Oh, and one more thing: whyyy must people smoke in line? I think I’ve mentioned this in every fest-related diary I’ve ever written for the 'Pie... but, seriously, why? Step out of line if you must have a cigarette. We’re all standing shoulder to shoulder, and the rest of us don’t need to smoke right along with you. Many thanks.

Okay, moving on... day two!

Now, when I say the words "prison beauty pageant," what sort of images spring to mind? I’d be willing to bet whatever you just conjured up in your imagination bears no resemblance to what was featured in my first film of the day, La Corona (The Crown) (6/8), which was the first half of a double-bill screening. Shot at a women’s prison in Colombia, the film showcases the annual beauty pageant that pits cellblock against cellblock. But lest you think the catwalk is packed with beefy butch women in crew cuts and muscle Ts, the inmates competing are stunningly beautiful. Yes, they’ve been convicted of murder or armed robbery or what have you, but... wow. Directors Amanda Micheli and Isabel Vega do a nice job of profiling the key competitors, and the proceedings have a decidedly upbeat vibe, but it did feel like it went on about four scenes too long—that they didn’t end it when they should. Instead, a coda involving one woman’s release seems unnecessarily added on, especially since updates on the post-pageant status of her rivals is never addressed. Just a very minor sticking point for me, though.

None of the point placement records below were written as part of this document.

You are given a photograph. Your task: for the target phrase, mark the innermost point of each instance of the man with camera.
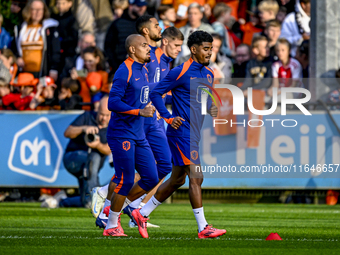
(86, 151)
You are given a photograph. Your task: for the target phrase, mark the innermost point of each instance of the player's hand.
(177, 122)
(91, 130)
(213, 111)
(148, 111)
(94, 144)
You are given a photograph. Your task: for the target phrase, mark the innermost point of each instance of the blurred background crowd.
(62, 54)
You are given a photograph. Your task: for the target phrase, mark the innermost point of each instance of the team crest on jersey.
(126, 145)
(194, 155)
(209, 78)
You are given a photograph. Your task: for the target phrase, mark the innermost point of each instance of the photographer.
(86, 151)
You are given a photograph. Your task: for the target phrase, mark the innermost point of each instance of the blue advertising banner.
(32, 147)
(304, 156)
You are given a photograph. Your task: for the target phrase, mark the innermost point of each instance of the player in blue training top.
(128, 101)
(148, 27)
(172, 40)
(184, 130)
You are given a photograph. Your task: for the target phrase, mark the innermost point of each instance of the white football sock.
(103, 191)
(112, 221)
(199, 215)
(135, 204)
(102, 215)
(148, 208)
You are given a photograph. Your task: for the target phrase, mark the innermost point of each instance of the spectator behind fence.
(37, 44)
(219, 63)
(302, 55)
(167, 16)
(5, 37)
(195, 15)
(273, 31)
(259, 69)
(85, 15)
(68, 30)
(44, 98)
(268, 10)
(87, 39)
(119, 30)
(250, 28)
(86, 152)
(4, 92)
(4, 69)
(94, 78)
(281, 15)
(27, 84)
(295, 27)
(69, 98)
(222, 14)
(287, 71)
(9, 60)
(243, 54)
(118, 7)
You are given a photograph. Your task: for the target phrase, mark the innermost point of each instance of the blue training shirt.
(185, 82)
(129, 93)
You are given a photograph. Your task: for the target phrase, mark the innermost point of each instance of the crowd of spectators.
(62, 54)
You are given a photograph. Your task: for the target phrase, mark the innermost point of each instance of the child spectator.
(27, 84)
(287, 72)
(10, 62)
(69, 98)
(5, 37)
(118, 8)
(45, 98)
(68, 30)
(259, 69)
(273, 31)
(222, 14)
(268, 10)
(167, 16)
(93, 63)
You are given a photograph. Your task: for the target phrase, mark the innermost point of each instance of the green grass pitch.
(25, 228)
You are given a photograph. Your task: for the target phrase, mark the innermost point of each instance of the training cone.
(273, 236)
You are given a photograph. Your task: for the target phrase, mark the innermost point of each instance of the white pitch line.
(161, 238)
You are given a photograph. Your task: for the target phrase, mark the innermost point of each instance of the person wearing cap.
(119, 30)
(86, 151)
(44, 99)
(27, 84)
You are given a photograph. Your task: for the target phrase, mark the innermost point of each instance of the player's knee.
(151, 182)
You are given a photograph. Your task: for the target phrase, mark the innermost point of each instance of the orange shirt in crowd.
(249, 30)
(32, 48)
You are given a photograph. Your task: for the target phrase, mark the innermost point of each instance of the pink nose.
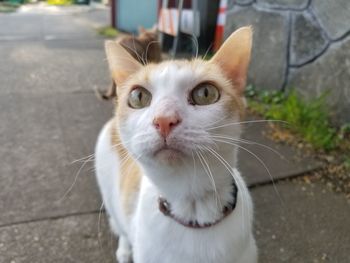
(164, 125)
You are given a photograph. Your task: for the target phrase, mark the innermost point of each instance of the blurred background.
(296, 153)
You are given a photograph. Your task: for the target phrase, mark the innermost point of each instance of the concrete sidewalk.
(50, 117)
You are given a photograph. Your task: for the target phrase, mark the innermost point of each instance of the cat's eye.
(139, 98)
(204, 94)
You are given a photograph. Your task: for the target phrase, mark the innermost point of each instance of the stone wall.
(302, 44)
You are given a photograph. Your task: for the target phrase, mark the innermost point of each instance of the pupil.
(206, 92)
(139, 96)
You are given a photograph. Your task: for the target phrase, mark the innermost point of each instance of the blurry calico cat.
(144, 48)
(166, 164)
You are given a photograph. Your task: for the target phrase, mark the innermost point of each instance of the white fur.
(185, 182)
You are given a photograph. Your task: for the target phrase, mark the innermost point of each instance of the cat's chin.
(168, 155)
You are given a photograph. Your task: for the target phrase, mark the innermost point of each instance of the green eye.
(205, 94)
(139, 98)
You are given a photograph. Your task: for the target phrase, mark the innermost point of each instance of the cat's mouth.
(168, 153)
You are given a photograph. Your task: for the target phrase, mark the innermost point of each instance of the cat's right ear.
(121, 63)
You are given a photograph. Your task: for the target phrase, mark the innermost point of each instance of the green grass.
(107, 31)
(307, 117)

Part two of the double bill was Searching for Sandeep (6/8), a kind of cross-continental lesbian love story about Poppy and Sandeep, two gay women who meet online, fall in love and try to overcome the physical and cultural differences that separate them. Poppy is an out, gay, white woman in Australia; Sandeep is a closeted, gay, Indian woman, who still lives with her parents and sisters in England. What follows is a tumultuous, and often frustrating, tale of a long-distance relationship peppered with tender moments, honest revelations and Sandeep’s wonderfully sharp and entertaining quartet of younger sisters, who seem like they fell right out of a Gurinder Chadha film.

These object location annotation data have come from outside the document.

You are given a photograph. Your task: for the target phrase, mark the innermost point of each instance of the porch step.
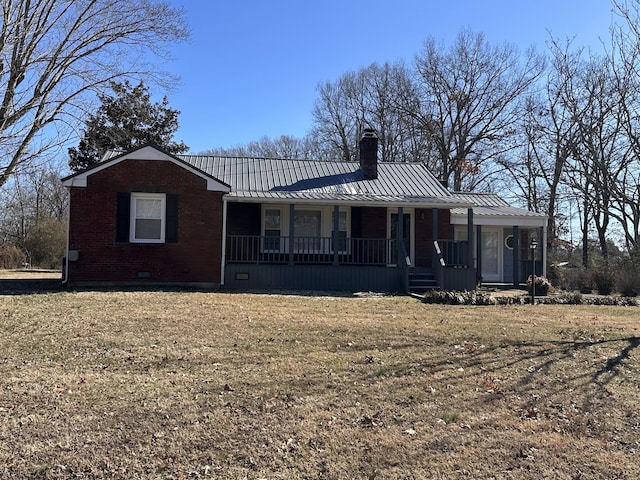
(422, 280)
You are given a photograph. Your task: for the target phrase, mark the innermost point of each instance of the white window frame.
(347, 213)
(281, 240)
(326, 225)
(163, 216)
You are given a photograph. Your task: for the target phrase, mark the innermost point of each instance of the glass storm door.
(393, 235)
(490, 252)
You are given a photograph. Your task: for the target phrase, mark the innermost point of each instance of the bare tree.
(471, 95)
(282, 147)
(378, 97)
(54, 54)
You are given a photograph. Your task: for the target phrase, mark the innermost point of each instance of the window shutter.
(171, 233)
(123, 212)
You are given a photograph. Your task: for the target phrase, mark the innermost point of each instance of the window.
(147, 217)
(307, 225)
(342, 231)
(272, 229)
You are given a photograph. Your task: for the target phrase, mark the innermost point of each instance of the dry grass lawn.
(177, 385)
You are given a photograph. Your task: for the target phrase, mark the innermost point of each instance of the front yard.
(212, 385)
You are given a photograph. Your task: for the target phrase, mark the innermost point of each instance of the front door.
(491, 252)
(406, 236)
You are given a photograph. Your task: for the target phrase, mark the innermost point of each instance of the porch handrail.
(308, 250)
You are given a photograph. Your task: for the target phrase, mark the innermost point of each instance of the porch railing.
(310, 250)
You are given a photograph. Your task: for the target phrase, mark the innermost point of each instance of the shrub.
(11, 257)
(628, 281)
(604, 280)
(576, 279)
(542, 286)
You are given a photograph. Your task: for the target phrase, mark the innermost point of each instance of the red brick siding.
(195, 257)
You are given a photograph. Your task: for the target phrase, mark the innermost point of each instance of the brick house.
(147, 217)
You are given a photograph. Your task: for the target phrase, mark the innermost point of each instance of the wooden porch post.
(470, 237)
(334, 236)
(291, 232)
(400, 235)
(543, 246)
(478, 251)
(434, 234)
(516, 256)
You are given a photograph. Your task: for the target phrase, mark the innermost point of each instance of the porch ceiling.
(353, 199)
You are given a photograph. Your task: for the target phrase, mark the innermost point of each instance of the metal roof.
(325, 181)
(493, 209)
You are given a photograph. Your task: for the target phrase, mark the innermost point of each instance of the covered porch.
(344, 248)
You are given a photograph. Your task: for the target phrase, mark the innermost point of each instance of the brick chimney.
(369, 154)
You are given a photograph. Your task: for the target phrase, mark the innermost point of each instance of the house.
(148, 217)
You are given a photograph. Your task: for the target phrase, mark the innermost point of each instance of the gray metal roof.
(325, 181)
(490, 205)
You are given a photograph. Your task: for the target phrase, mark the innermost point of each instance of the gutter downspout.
(224, 240)
(65, 277)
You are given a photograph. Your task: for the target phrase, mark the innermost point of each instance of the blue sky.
(252, 67)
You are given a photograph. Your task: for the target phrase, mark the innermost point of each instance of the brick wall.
(194, 258)
(424, 233)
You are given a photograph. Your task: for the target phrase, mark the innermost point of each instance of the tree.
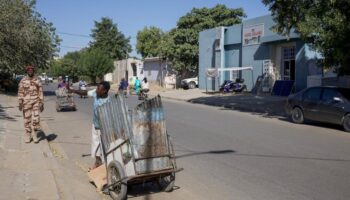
(324, 24)
(25, 36)
(108, 39)
(62, 67)
(149, 42)
(95, 64)
(180, 45)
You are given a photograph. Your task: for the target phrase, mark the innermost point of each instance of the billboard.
(252, 34)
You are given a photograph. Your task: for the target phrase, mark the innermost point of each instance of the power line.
(70, 47)
(82, 35)
(74, 34)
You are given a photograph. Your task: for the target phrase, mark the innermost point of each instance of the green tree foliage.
(68, 65)
(25, 36)
(180, 45)
(95, 64)
(108, 39)
(62, 67)
(149, 41)
(324, 24)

I followed these two with Nursery University (7/8), which would make for an excellent companion film to yesterday’s Kids + Money... only this time it’s the parents with the money and a preschool system in Manhattan more than eager to take it off their hands. The ratio of children to available preschool slots in NYC is staggering, making it (seemingly) virtually impossible to get your kid into your preschool of choice. The rationale for this insanity—where a year’s "tuition" can run you around $20,000—is explained by one parent, who outlines the "feeder school" system, where the right preschool gets you into the right kindergarten, which gets you into the right middle school, which gets you into the right high school, which gets you into an Ivy League college and the best. life. ever. The lengths the parents go to are simultaneously hilarious and shocking, and I hope co-directors Marc H. Simon and Matthew Makar are prepared to make a mint off the thousands of desperate New Yorkers who will no doubt snatch up every copy of the DVD of this film in the hopes of getting an inside edge.

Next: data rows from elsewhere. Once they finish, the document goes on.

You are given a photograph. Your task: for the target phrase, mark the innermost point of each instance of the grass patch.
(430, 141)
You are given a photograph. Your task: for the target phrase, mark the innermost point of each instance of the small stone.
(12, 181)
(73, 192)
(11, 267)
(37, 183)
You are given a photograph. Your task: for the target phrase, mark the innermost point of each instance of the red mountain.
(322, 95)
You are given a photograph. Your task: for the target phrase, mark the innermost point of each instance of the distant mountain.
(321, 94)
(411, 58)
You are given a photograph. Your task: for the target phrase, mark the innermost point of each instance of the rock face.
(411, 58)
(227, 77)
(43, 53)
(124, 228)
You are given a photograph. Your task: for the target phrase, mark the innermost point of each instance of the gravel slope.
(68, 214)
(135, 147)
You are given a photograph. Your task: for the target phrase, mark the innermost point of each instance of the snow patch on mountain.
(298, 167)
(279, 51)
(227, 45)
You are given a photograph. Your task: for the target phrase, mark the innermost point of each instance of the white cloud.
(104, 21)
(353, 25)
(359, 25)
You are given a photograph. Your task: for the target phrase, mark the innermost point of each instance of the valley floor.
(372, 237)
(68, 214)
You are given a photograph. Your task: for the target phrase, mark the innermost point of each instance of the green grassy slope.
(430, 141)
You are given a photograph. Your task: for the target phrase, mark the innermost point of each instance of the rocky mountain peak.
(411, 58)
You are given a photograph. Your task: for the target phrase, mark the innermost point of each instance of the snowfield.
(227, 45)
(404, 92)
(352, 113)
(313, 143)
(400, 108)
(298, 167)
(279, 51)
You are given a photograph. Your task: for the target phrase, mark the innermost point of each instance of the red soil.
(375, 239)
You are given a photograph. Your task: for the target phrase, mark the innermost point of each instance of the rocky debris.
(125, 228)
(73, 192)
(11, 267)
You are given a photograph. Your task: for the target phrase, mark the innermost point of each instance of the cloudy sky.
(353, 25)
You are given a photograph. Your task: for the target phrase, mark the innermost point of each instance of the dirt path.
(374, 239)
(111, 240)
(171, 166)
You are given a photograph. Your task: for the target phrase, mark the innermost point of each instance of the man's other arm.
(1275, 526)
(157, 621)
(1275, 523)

Last up was Beautiful Losers (6/8), a film profiling a group of 10 young visual artists, who all came together in NYC in the early 1990s. United by their passion for making art, their do-it-yourself anywhere and with anything initiative, and their collective position on the fringes of the art world—having come from backgrounds of graffiti art, skateboarding and punk rock—they blazed a trail and influenced all manner of popular art thereafter, from advertising to filmmaking. Among those artists featured in the film (for anyone keeping score) are Mike Mills, Harmony Korine, Margaret Kilgallen and Jo Jackson. Their work is exactly the kind of stuff I love—wild, colorful, cartoonish (some) and BIG—and the doc was, as my film-going friend put it after the screening, a really interesting look at a largely unknown chapter in art history. (This same friend has warned me that one of my picks for tomorrow, Song Sung Blue, is depressing... so I’m bringing Kleenex, just in case.)